La reazione di Comuni e autorità: cittadini-sentinelle contro i furti

27 Aprile 2023

Vertice in prefettura con i sindaci e i rappresentanti delle forze dell’ordine dopo l’ondata di casi Arriva il via libera all’istituzione del nuovo sistema di partecipazione del “controllo del vicinato”

SULMONA. La prefettura alza la guardia sull’emergenza furti in Valle Peligna e nell’area Subequana e lancia il “controllo di vicinato”. Saranno quindi tutti i cittadini a contribuire a rendere più sicure le proprie comunità grazie al supporto delle amministrazioni locali e delle forze dell’ordine.
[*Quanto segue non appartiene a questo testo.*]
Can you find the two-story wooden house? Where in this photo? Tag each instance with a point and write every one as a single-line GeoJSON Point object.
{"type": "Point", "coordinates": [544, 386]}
Il fenomeno, che sta interessando da mesi tutta l’area della provincia dell’Aquila con decine e decine di furti messi a segno nella Valle Peligna e nell’area Subequana, è stato al centro della riunione di ieri del comitato per l’ordine e la sicurezza pubblica convocata dal prefetto Cinzia Teresa Torraco.
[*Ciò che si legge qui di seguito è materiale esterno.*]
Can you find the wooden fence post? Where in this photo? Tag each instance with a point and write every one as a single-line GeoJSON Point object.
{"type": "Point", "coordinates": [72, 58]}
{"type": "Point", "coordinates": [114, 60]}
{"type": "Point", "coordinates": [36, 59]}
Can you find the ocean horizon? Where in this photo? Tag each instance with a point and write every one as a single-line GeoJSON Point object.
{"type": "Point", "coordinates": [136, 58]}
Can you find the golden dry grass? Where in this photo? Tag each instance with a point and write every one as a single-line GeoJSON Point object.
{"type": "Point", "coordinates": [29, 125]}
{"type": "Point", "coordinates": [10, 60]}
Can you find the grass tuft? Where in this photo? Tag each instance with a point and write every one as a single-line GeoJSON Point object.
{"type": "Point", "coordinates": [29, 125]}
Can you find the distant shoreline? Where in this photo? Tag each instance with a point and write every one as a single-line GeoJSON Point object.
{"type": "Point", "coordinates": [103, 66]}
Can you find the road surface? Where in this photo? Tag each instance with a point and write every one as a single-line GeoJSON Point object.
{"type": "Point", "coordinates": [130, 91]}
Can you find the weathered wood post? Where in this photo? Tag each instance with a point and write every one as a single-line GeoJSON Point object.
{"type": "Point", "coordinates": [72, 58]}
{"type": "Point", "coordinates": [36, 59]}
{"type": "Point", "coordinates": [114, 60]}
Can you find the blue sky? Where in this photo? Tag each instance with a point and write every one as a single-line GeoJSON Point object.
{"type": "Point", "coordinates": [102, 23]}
Durante la discussione è stato evidenziato dagli amministratori comunali presenti – in particolare da quelli del Comune dell’Aquila, di Sulmona, di Anversa degli Abruzzi, Bugnara, Campo di Giove, Cansano, Castel di Ieri, Castelvecchio Subequo, Cocullo, Corfinio, Gagliano Aterno, Goriano Sicoli, Introdacqua, Molina Aterno, Pratola Peligna, Prezza, Pettorano, Raiano, Roccacasale, Rocca Pia, Scanno, Secinaro, Villalago e Vittorito – che i residenti non si sentono più sicuri perché i colpi vengono ormai messi a segno a ogni ora del giorno e della notte. Il prefetto Torraco, affiancata dal questore Enrico De Simone e dai rappresentanti provinciali dei carabinieri e della guardia di finanza, ha ascoltato le preoccupazioni e i timori espressi dai sindaci e dagli amministratori presenti, evidenziando che l’attenzione del comitato resta altissima su questo tipo di problematica.
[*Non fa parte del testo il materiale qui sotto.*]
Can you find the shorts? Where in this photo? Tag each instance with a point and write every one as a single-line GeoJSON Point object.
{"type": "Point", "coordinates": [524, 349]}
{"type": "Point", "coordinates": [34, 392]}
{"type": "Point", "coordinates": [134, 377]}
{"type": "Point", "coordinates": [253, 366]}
Nel dibattito, inoltre, è stato spiegato che si tratta di un fenomeno generato da un “pendolarismo criminale” difficile da intercettare e che sicuramente potrà essere contrastato in maniera ancora più adeguata sia con l’installazione di videocamere di sorveglianza a lettura targhe, sia con l’attuazione del “controllo del vicinato”, finora mai attuato nella provincia aquilana. Si tratta di uno strumento di prevenzione basato sulla partecipazione attiva dei cittadini attraverso un controllo delle diverse zone. Questo tipo di strategia, già adottata in diversi comuni italiani, ha trovato terreno fertile tra gli amministratori comunali presenti che si sono detti subito disponibili sia a interessare i propri concittadini, sia a studiare le modalità operative per la sottoscrizione dei protocolli. Anche i rappresentanti delle forze dell’ordine hanno dato la propria disponibilità a collaborare con i Comuni nella consapevolezza che la partecipazione dei cittadini e la vigilanza attiva potranno stimolare una sicurezza partecipata del territorio.